Guide · pricing
AI Tool Pricing Models: Seat-Based vs Usage-Based vs Credits
The three common ways AI tools charge — per seat, per usage, and by credits — and how to reason about which one will actually be cheaper for the way your team works.
Why AI pricing feels different
Traditional software often charges a predictable fee per user per month. AI tools complicate this because each request can carry a real, variable cost to the provider — running a model is not free the way serving a web page is. As a result, vendors have settled on a few pricing shapes, and understanding them helps you predict your bill and avoid unpleasant surprises.
Seat-based pricing
Seat-based pricing charges a flat amount for each person who uses the tool, regardless of how much they use it. Its great virtue is predictability: you multiply the number of users by the price and you know your monthly cost. It suits teams where usage is steady and roughly similar across people. The risk is paying for seats that sit idle, and some seat-priced AI tools quietly cap heavy usage or throttle power users, so read the fine print about limits behind the flat fee.
Usage-based pricing
Usage-based pricing charges according to how much you consume — often measured in tokens, which are chunks of text the model processes, or in the number of requests or generated items. The appeal is fairness: light users pay little, and you are not buying idle seats. It shines for uneven or spiky workloads and for embedding AI into a product where volume varies with your own customers. The downside is unpredictability. A busy month, an inefficient prompt, or a runaway automated process can produce a bill far larger than expected, so usage-based tools are best paired with spending alerts and hard caps.
Credit-based pricing
Credit systems sit between the two. You buy a bucket of credits, and different actions cost different amounts — a short generation might cost one credit, a long or higher-quality one several. Credits repackage usage into something more predictable to purchase, and they let vendors price premium features higher without a separate line item. The catches to watch for are credits that expire, unclear conversion rates that make it hard to know what an action really costs, and the temptation to over-buy a large bundle you never fully use.
Estimating your real cost
Whatever the model, the honest way to compare is to estimate your actual monthly volume rather than reacting to the headline price. For seats, count the people who will genuinely use the tool weekly, not everyone who might. For usage or credits, run a representative sample of your real work during a trial and measure what it consumed, then multiply out. A tool that looks cheap per unit can be expensive at your volume, and vice versa.
Watch the boundaries
Most surprises live at the edges of a plan. Look for overage rates once you exceed an included allowance, minimum commitments, annual-versus-monthly differences, and whether higher-quality models or premium features cost dramatically more per use. If a tool mixes models, understand which one your default workflow uses, because the cheap tier and the expensive tier can differ by a wide margin.

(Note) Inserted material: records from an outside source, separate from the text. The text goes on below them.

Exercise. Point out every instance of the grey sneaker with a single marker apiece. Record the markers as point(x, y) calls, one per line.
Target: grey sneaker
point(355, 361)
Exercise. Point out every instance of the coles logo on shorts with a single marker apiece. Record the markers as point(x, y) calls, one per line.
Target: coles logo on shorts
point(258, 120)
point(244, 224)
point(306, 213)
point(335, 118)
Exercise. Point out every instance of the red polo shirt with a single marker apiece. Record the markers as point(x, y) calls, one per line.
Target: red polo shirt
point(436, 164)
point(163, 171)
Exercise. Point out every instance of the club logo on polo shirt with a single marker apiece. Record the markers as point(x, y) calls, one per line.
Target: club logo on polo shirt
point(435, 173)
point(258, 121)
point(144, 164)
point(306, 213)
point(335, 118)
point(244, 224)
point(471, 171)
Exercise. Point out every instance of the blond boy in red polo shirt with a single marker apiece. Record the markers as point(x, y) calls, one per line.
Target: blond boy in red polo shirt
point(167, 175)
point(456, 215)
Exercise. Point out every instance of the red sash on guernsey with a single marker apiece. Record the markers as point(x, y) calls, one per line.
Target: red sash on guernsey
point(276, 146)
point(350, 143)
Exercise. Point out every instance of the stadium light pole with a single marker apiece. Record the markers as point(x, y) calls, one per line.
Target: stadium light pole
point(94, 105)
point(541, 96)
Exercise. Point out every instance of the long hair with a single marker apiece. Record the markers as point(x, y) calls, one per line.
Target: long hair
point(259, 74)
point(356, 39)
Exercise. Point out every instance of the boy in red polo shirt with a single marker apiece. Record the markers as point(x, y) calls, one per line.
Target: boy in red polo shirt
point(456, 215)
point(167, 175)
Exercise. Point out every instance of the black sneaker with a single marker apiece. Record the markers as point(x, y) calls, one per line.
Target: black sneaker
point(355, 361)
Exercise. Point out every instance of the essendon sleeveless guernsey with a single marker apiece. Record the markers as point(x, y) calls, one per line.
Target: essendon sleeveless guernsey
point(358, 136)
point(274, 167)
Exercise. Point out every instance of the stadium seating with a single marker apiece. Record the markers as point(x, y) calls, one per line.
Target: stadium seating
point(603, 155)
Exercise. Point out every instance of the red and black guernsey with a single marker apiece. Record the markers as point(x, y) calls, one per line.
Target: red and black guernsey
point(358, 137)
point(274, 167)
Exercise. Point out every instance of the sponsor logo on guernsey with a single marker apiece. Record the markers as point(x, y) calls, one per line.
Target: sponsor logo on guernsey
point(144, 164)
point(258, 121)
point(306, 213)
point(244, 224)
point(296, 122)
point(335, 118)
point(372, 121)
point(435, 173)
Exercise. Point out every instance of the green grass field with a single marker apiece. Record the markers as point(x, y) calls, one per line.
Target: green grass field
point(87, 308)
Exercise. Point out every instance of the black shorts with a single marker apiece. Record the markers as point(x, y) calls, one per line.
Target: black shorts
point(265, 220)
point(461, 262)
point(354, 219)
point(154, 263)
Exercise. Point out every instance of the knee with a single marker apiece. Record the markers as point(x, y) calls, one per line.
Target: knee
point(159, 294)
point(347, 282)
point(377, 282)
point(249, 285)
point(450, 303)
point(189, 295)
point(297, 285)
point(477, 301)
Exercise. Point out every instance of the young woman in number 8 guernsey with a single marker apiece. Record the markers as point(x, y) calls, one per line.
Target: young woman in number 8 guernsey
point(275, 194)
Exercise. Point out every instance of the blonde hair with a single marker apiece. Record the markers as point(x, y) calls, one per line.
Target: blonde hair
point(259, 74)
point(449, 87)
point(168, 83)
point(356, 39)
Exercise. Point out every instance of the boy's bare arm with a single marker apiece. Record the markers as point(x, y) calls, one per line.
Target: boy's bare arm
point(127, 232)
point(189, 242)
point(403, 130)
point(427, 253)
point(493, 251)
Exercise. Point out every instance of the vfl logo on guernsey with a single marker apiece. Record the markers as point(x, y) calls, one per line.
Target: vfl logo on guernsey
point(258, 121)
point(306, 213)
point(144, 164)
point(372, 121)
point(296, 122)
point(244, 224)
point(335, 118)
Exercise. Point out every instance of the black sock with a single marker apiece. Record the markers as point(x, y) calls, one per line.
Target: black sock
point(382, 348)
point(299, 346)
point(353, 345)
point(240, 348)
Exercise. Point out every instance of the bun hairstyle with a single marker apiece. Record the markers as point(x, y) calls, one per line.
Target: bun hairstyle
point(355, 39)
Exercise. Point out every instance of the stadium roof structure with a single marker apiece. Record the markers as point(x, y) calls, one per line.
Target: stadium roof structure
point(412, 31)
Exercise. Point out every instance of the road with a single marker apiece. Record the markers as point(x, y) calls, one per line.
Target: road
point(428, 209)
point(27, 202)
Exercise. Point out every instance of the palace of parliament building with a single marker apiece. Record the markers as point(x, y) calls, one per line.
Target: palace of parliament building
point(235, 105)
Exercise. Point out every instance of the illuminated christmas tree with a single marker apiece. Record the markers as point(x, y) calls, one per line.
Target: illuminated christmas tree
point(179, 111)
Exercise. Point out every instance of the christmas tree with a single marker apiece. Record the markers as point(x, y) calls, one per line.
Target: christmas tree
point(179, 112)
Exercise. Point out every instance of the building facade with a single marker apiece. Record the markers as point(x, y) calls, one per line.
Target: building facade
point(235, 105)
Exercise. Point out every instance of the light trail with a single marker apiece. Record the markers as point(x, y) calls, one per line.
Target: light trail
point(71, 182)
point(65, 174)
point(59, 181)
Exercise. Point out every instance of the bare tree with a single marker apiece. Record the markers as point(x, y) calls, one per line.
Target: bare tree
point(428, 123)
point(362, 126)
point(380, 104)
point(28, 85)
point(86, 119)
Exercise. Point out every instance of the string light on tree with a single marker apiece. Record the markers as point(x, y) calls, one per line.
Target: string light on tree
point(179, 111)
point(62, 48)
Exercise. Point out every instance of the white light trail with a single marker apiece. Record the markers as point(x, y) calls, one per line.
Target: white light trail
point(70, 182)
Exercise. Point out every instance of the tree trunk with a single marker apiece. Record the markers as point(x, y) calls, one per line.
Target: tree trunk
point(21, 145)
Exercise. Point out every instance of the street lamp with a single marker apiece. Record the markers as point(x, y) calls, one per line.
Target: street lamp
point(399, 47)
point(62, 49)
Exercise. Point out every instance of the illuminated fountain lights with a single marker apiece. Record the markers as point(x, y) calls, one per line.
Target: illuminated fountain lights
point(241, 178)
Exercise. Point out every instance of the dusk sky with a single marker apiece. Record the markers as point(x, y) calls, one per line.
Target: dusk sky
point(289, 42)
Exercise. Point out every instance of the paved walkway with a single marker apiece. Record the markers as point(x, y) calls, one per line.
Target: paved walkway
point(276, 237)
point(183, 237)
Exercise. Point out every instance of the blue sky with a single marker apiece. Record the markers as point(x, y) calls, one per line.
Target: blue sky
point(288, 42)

Matching the model to your pattern
As a rough guide: steady, broad team use favours seats; variable or automated workloads favour usage-based pricing with strict caps; and credits can be reasonable when you value predictable purchasing and the conversion rates are transparent. The right choice is less about which model is best in the abstract and more about which one aligns with how, and how much, you will actually use the tool.